Read Sapphire Skies Online

Authors: Belinda Alexandra

Sapphire Skies (7 page)

Lily thought of the old woman waiting for her at the underpass exit and glanced at her watch. It was already five-thirty. She hoped the woman would wait. She didn’t want to lose her again and spend all night worrying about what might have happened to her and Laika.

Kate left and Scott turned his attention back to Lily and Colin. He didn’t say anything further about Lily’s contract but instead described the building the hotel had purchased in St Petersburg. ‘It’s a former Baroque mansion on Nevsky Prospekt and the plan is to incorporate the original interior features into the new design.’

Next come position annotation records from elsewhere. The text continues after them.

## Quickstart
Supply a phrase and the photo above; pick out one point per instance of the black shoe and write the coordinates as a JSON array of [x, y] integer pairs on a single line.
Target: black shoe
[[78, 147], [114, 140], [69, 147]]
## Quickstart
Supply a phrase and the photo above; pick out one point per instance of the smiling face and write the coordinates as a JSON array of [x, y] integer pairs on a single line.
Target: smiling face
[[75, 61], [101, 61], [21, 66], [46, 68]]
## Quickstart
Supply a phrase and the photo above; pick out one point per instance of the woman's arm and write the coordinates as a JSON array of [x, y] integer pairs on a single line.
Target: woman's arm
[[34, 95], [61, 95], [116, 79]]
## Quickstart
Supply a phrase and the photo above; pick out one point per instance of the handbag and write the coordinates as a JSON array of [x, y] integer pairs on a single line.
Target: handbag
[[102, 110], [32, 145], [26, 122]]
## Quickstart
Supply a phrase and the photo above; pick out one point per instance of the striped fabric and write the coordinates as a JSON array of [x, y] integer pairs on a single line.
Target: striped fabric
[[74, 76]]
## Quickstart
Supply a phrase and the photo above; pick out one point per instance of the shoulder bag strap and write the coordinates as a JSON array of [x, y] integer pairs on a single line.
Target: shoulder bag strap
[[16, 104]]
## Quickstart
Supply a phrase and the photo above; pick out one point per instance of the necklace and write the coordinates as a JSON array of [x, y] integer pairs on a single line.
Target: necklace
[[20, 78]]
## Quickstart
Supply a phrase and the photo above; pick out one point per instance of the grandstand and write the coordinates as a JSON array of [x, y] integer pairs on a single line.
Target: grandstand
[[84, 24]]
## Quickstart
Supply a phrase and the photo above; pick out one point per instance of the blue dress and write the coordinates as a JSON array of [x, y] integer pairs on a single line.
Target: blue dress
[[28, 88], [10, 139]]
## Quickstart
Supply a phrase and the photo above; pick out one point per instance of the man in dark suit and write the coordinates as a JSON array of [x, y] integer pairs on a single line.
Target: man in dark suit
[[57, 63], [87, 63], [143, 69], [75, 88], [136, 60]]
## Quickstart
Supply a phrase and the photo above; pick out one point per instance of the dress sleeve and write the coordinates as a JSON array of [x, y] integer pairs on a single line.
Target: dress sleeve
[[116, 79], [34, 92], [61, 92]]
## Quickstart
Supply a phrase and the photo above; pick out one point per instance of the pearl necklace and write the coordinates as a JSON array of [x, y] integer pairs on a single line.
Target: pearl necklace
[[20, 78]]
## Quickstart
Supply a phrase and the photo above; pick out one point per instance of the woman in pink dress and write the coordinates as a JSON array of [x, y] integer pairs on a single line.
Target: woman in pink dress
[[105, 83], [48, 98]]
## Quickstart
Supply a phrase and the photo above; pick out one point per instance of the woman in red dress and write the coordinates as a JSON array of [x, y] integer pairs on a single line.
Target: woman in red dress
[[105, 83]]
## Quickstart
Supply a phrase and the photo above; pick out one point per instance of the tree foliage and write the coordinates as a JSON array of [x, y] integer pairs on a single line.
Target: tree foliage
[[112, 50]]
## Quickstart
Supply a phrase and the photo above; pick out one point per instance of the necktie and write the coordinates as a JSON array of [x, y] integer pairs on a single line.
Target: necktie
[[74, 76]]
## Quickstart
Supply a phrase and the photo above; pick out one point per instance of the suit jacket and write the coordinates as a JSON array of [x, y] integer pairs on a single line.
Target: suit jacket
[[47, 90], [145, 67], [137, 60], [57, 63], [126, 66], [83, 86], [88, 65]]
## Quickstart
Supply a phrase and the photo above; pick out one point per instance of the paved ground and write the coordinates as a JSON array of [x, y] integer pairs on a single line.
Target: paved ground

Lily was wondering how to excuse herself from the discussion when Scott himself noticed the time.

‘Gosh! Is it already five-forty? Melanie has a function today and I have to pick up the kids from their music lesson.’

‘You’d better get going then,’ said Colin. ‘The traffic will be heavy this time of evening.’

After saying goodbye, Lily rushed out of the hotel and towards Pushkin Square. Surely the woman would wait for her? A noise like two cars colliding took her by surprise. She stopped and looked around. There wasn’t an accident in sight, and besides she hadn’t heard any screeching of brakes. What had made that noise then?

When she reached Pushkin Square, Lily stopped in her tracks. It took her a moment to comprehend the scene before her. Figures were staggering around covered in soot. Black smoke was pouring from the underpass exit and out of it clambered people with bleeding and burned faces, their clothing torn.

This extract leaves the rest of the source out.